Miguel Fuentes, who heads Chicago's Guardian Angels, said it seemed Emanuel didn't know what his group did.
"When the mayor is telling the Guardian Angels and insinuating that the Guardian Angels should be in the neighborhoods working with the community and the police, it's stuff we've been doing for years," Fuentes said.
That came after the Guardian Angels began passing out flyers to shoppers on the Mag Mile warning of robberies and dubbing the ritzy stretch "Muggers Mile."
But Fuentes said his group did the vast majority of its work outside Downtown, which includes things like providing escorts in high-crime neighborhoods.
Although the group has no formal ties to the safe passage program, Fuentes said Guardian Angels escorted students to and from school in areas of North Lawndale and Roseland recently after students were attacked there.
"That's safe passage. We've been doing that for years," Fuentes said.
As for the Mag Mile, Fuentes said "little to none" of the group's resources were dedicated to the area, but the group wanted to warn residents to be aware of recent thefts and "wilding" incidents on Michigan Avenue, and to tell shoppers what they could do to protect themselves.
At a news conference Wednesday, Emanuel said police have the area under control.
"I think the Guardian Angels are interested in safety and security," Emanuel said Wednesday. "There's a lot of areas in the city where they can work in partnership" with police.

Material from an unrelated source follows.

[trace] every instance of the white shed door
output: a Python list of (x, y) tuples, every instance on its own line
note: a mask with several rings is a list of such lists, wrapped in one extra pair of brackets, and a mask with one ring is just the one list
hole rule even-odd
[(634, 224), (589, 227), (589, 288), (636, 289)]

But the group argues it already works in partnership with police and the community. Fuentes pointed to a recent arrest made in a Humboldt Park sexual assault. He said a tip from the Guardian Angels led to the arrest.
Founded in New York City, the group expanded to Chicago with the original purpose to protect riders on CTA "L" trains but has since expanded its mission to patrol other public areas.
Chicago's chapter, founded in 1981, has about 50 members, Fuentes said.
Fuentes said maybe Emanuel's comments were misunderstood, but if the mayor actually meant what he said, Fuentes invited Emanuel to "wear the red beret and the T-shirt" and go on patrol and find out exactly what the Guardian Angels did.
Fuentes said he had not heard from the Fifth Floor of City Hall as of Thursday morning but said the offer was always on the table.
"The invitation's always there," he said. "Whether he does it today or 10 years from now, even when he's not the mayor, he's welcome to come out on patrol with us."